Fou-furieux du dessin (350 planches par an !), le britannique Sean Phillips connait en juin 2007 une double actualité en France. En effet, sortent conjointement chez Delcourt le one-shot 7 PSychopathe (sur un scénario génial du non moins sublime Fabien Vehlmann), premier album de la nouvelle collection « 7 » de l'éditeur, ainsi que le 1er volet en petit format (comics) d'un thriller au long cours : Criminal. Voilà largement de quoi mériter une petite interview...
Un grogros merci à Nicolas Labarre pour la retranscription !
interview Bande dessinée
Sean Phillips
Réalisée en lien avec l'album 7 Psychopathes
Bonjour Sean Phillips. Pour commencer l’interview, peux-tu te présenter, parler de ta vie ?
Sean Phillips : Toute ma vie ? J’illustre des bandes dessinées professionnellement depuis 27 ans. J’ai commencé quand j’avais 15 ans, sur des bandes dessinées britanniques pour jeunes filles, et j’ai continué pendant 10 ans avant de commencer à travailler pour les américains, en dessinant Hellblazer et pas mal de choses pour le label Vertigo. Sept Psychopathes est mon premier album européen.
C’est le premier travail que tu publies en France ?
Sean Phillips : Oui, le premier travail original, mais il y a eu des traductions de Criminal et aussi de quelques comics Marvel.
Combien de comics as-tu dessiné ?
Sean Phillips : Des centaines. Il y a 22 pages de bande dessinée dans un comic book américain, et j’en fais environ cinquante par an, depuis 20 ans. Environ 350 pages par an.
Combien de temps as-tu travaillé sur Sept Psychopathes ?
Sean Phillips : Je faisais environ 4 pages par semaine, donc seize semaines, quatre mois pour tout dessiner. Mais c’était lent, pour moi. Je fais à peu près 6 à 8 pages par semaine, pour des comics américains, mais il y a moins de cases. Quand vous faites un album européen, vous adoptez la technique européenne, qui est beaucoup plus complète, il y a beaucoup plus de détails, plus d’image sur chaque page, chaque case doit avoir un décor. De grandes exigences, et des façons totalement différentes de raconter des histoires.
Comment as-tu commencé à travailler pour Delcourt ?
Sean Phillips : Par accident. Il y a deux ans, j’étais à une convention de bande dessinée et j’ai déjeuné au restaurant avec un des collaborateurs de Delcourt. Il m’a proposé de faire un album européen pour Delcourt. J’ai accepté, et voila.
Donc tu n’as jamais rencontré Fabien Vehlmann ?
Sean Phillips : Non (rires).
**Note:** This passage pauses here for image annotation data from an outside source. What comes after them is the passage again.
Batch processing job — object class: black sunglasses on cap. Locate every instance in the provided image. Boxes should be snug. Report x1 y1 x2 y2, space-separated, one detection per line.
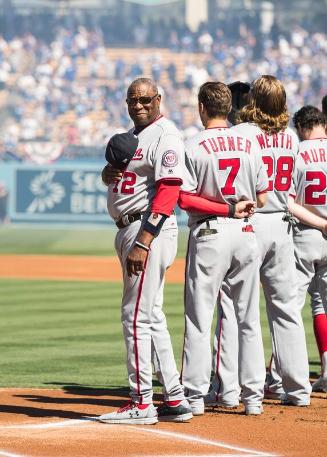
126 94 159 106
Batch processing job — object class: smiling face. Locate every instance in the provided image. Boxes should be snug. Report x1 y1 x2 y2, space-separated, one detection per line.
126 82 161 127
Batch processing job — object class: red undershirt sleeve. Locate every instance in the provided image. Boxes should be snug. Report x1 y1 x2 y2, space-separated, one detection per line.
178 191 229 217
151 178 182 216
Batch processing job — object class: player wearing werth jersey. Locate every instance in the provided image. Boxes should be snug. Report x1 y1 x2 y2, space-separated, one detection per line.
206 76 311 406
181 82 268 415
100 78 192 424
290 105 327 392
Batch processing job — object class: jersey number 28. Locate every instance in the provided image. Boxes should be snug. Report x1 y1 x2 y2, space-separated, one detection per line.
304 170 327 206
262 156 294 192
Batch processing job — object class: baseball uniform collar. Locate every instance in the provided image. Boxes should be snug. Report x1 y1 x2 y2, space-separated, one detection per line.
133 114 163 135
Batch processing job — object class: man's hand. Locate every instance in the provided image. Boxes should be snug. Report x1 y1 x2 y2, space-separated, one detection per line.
126 246 148 278
101 164 124 186
234 200 256 219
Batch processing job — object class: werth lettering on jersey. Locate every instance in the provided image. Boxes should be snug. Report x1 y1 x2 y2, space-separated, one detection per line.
182 128 268 226
300 148 327 164
199 136 251 154
256 132 293 149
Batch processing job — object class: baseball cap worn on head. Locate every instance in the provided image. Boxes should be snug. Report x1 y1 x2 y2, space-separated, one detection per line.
106 132 138 170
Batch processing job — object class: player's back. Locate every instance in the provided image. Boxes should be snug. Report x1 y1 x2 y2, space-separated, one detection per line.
183 128 266 224
294 138 327 218
232 122 299 213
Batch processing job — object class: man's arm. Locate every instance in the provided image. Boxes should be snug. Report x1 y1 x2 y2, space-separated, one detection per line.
126 178 182 276
288 195 327 235
257 192 268 208
178 191 256 219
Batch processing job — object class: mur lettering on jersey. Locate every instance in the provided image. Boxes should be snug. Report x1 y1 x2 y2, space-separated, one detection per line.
300 148 327 165
199 136 251 154
256 132 293 149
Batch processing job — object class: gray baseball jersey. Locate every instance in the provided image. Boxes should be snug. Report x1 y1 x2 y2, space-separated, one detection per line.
293 138 327 219
232 122 299 213
108 116 184 220
181 128 268 409
294 138 327 315
182 128 268 226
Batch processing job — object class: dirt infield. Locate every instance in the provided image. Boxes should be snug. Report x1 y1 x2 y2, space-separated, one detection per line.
0 386 327 457
0 255 327 457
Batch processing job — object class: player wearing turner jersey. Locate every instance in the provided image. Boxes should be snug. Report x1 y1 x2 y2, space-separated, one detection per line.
290 106 327 392
180 82 268 415
99 78 192 424
206 76 311 406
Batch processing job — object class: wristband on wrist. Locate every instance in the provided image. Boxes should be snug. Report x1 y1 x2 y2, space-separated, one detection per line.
228 205 236 217
143 213 168 236
135 241 150 252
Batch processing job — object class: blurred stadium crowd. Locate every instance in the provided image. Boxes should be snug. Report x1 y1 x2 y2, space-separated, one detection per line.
0 15 327 160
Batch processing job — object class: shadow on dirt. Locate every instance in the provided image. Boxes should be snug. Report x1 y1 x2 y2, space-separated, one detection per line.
7 382 167 419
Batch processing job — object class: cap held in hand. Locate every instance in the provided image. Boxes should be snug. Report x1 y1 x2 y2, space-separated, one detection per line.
106 132 139 170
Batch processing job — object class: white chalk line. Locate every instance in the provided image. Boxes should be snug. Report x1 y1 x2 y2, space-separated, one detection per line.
0 417 277 457
127 426 277 457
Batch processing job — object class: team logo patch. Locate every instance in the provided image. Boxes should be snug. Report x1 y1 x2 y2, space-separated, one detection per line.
162 150 178 168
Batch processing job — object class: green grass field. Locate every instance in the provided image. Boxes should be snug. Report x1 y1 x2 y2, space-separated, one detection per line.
0 280 319 387
0 228 320 388
0 225 188 257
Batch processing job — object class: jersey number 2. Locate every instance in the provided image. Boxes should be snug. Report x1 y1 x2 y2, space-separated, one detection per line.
112 171 136 194
218 158 241 195
304 171 327 206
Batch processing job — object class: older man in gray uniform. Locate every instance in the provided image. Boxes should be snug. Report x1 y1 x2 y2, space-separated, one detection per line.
99 78 192 424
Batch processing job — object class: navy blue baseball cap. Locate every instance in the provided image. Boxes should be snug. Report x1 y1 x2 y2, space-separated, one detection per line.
106 132 139 170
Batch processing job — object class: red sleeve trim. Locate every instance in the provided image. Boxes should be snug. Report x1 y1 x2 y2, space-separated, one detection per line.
257 188 269 195
156 176 183 185
151 178 182 216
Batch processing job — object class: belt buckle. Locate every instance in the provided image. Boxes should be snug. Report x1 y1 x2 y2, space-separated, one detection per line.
121 214 130 227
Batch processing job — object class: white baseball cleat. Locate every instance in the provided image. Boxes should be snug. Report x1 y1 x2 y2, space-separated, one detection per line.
98 402 158 425
245 405 263 416
312 376 327 392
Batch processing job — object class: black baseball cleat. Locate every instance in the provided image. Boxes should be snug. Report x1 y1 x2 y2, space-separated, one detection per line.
157 400 193 422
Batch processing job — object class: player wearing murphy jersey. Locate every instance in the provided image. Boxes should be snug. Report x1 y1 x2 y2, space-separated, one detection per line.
290 106 327 392
181 82 268 415
100 78 192 424
206 76 311 406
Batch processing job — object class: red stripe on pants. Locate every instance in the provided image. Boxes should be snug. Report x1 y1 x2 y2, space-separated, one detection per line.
133 255 149 403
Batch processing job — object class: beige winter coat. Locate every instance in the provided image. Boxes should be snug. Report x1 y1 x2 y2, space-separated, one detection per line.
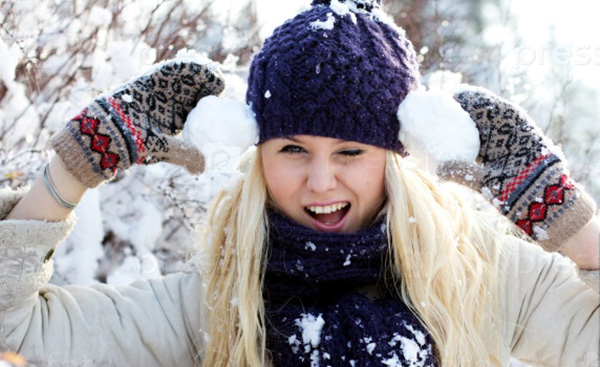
0 189 600 367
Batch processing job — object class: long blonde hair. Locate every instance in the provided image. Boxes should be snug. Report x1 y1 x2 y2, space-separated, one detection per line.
198 149 505 367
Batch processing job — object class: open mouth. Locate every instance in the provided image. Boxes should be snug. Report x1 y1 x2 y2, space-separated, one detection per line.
304 202 350 227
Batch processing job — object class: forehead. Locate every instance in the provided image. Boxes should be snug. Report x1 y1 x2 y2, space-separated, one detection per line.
265 135 375 148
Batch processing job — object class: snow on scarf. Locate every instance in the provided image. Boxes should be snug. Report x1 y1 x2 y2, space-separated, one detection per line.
264 211 436 367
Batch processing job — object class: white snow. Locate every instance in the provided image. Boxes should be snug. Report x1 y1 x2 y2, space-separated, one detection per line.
89 5 112 27
427 70 463 92
343 254 352 266
533 226 550 240
310 13 335 31
398 90 480 172
183 96 258 171
367 343 377 355
295 313 325 348
329 0 357 24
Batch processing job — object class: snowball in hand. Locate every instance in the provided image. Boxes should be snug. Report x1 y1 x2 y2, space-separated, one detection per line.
183 96 258 171
398 90 480 170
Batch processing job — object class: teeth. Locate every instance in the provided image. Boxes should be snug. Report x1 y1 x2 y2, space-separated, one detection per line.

Son scénario a été traduit en anglais, et j’ai travaillé là-dessus.
Tu as apprécié son scénario ?
Sean Phillips : Oh oui, c’était amusant, et c’était très bon. J’étais heureux de le dessiner. Fabien a fait du très bon travail.
Tu es prêt à en faire un autre avec lui ?
Sean Phillips : Hmm, oui. Je suis toujours ouvert aux propositions.
Es-tu prêt à faire d’autres travaux pour Delcourt, en France ?
Sean Phillips : Ils me l’ont demandé, et j’ai répondu que ça dépendrait de l’histoire, mais pas avant l’an prochain. J’ai Criminal et les Marvel Zombies à dessiner cette année.
Comment est-ce que tu travailles, comment est-ce que tu dessines ?
Sean Phillips : Je commence par faire des petites vignettes, de cinq-six centimètres de haut, pour travailler l’enchaînement des cases, la façon dont je vais raconter l’histoire. Puis je rassemble les sources, particulièrement pour Sept Psychopathes, où il a fallu que je fasse des recherches pour les costumes, les véhicules ou l’architecture de cette période. Beaucoup de recherches donc, et quand j’ai rassemblé tout cela, je me prends en photo pour les personnages. Ensuite, je dessine.
Tu utilises un crayonné ?
Sean Phillips : Mes crayonnés sont très imprécis. J’utilise un feutre bleu plutôt qu’un crayon, et mes crayonnés sont petits, bruts, informels. Je peaufine beaucoup de choses à l’encrage. Je n’aime pas repasser sur ce que j’ai fait, sinon vous refaites deux fois la même chose.
Tu utilises des modèles ?
Sean Phillips : Je me prends beaucoup en photo, mais dans Criminal, il y a une femme aux cheveux longs, et c’est mon fils de seize ans qui a posé pour le rôle. Il a les cheveux qu’il faut, alors il joue cette femme de trente ans. Mon fils aîné joue la mère, et lui la fille.
Et le héros ?
Sean Phillips : Ça, c’est moi. Je prends des libertés artistiques (rire). Tous mes héros me ressemblent un peu, je ne peux pas m’en empêcher.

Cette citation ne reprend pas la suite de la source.